An Introduction to NOAO
On April 27, 2016, Director of the National Optical Astronomy Observatory (NOAO) Dr. David Silva visited NAOC and gave a presentation about facilities and projects that NOAO administers and future directions NOAO will pursue. Dr. Silva has been a staff astronomer at NOAO and ESO, and he has experience managing WIYN, Gemini, the ESO Very Large Telescope (VLT), ALMA, the Thirty Meter Telescope and many others. Dr. Silva started his talk by outlining the mission of NOAO to provide world-class facilities and data sets for the astronomical community. He continued by saying that NOAO users engage in research on a broad range of topics at the frontier of astronomy.
Dr. Silva next identified the geographic locations of facilities managed by NOAO, which include two sites. One site is in the northern hemisphere in Arizona and the other one is in the southern hemisphere in Chile. He continued by showing photos of observatories at both these locations and discussed some aspects of research that is being conducted. He emphasized that although some of the telescopes that NOAO administers are over 40 years old, by installing new instrumentation like the Dark Energy Camera, these facilities can continue to be used for cutting-edge research activities, including deep studies of galaxy clusters that have not been observed by previous surveys, cosmic shear arising from weak lensing of background galaxies by dark matter and tracing tidal debris associated with the Milky Way. In addition, he said that NOAO equipment will be utilized to search for very faint objects in the Oort Clout and Near-Earth Objects.

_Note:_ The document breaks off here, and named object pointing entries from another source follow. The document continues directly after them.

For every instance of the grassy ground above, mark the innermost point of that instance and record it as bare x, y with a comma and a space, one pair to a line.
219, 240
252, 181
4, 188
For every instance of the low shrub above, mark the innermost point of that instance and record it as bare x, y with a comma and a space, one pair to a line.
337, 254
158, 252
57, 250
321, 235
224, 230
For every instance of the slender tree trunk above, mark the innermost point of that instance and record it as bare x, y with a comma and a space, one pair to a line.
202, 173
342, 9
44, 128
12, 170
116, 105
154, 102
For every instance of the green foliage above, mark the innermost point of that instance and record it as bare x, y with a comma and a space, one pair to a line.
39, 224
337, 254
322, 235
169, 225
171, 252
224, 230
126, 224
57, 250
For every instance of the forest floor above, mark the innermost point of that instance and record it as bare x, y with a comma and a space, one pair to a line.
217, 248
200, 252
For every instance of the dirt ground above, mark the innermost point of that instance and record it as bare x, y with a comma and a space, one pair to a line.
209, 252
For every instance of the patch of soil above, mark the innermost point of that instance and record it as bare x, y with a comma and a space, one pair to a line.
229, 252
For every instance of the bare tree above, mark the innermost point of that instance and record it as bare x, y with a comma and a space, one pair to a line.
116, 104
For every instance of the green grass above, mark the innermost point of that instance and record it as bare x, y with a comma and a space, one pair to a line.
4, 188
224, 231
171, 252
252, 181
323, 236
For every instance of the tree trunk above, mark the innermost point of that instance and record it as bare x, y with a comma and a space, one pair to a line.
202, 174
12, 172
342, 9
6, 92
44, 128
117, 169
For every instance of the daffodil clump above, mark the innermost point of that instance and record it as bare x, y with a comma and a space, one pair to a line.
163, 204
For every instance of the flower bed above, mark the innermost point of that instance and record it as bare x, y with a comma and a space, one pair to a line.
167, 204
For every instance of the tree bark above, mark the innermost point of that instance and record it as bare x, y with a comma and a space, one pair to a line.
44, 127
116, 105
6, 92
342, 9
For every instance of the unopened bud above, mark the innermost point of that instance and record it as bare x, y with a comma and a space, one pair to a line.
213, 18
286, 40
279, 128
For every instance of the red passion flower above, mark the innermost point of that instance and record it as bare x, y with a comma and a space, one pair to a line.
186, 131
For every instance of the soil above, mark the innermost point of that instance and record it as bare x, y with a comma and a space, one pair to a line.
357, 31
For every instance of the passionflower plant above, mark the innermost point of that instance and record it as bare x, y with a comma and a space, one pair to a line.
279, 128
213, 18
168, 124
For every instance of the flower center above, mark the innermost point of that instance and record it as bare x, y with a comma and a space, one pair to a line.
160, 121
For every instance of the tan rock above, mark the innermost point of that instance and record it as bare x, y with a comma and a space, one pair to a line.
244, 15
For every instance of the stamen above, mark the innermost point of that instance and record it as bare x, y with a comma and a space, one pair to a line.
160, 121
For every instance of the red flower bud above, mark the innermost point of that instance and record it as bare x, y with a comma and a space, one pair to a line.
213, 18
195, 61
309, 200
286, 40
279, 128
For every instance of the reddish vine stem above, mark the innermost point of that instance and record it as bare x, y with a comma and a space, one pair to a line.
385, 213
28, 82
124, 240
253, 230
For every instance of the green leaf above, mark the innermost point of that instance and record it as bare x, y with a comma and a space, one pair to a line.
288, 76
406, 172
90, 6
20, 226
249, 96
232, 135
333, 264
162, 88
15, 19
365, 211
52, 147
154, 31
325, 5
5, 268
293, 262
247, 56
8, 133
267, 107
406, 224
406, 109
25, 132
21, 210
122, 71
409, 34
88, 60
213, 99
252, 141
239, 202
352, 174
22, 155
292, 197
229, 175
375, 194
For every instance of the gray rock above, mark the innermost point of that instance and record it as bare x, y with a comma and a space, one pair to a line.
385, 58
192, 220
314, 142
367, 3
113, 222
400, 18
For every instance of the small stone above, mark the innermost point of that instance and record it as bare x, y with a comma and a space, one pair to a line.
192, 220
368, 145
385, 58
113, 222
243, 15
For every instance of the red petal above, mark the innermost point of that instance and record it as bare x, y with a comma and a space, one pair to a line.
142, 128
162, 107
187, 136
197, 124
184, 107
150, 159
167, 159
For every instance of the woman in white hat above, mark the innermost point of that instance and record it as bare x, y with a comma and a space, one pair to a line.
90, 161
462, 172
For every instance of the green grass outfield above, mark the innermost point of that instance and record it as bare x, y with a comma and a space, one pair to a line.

He ended his talk by describing strategic initiatives beyond the year 2020, like projects to measure Doppler shifts of stars caused by Earth-like planets which require extreme precision, and a spectroscopic survey of faint galaxies to a redshift of approximately 4. In addition, he outlined efforts that NOAO is spearheading to develop large databases that house data from future astronomical surveys and investigations of time-domain astronomy. He said that it is important for young astronomers to plan for the future, since such large projects can take decades to develop and build.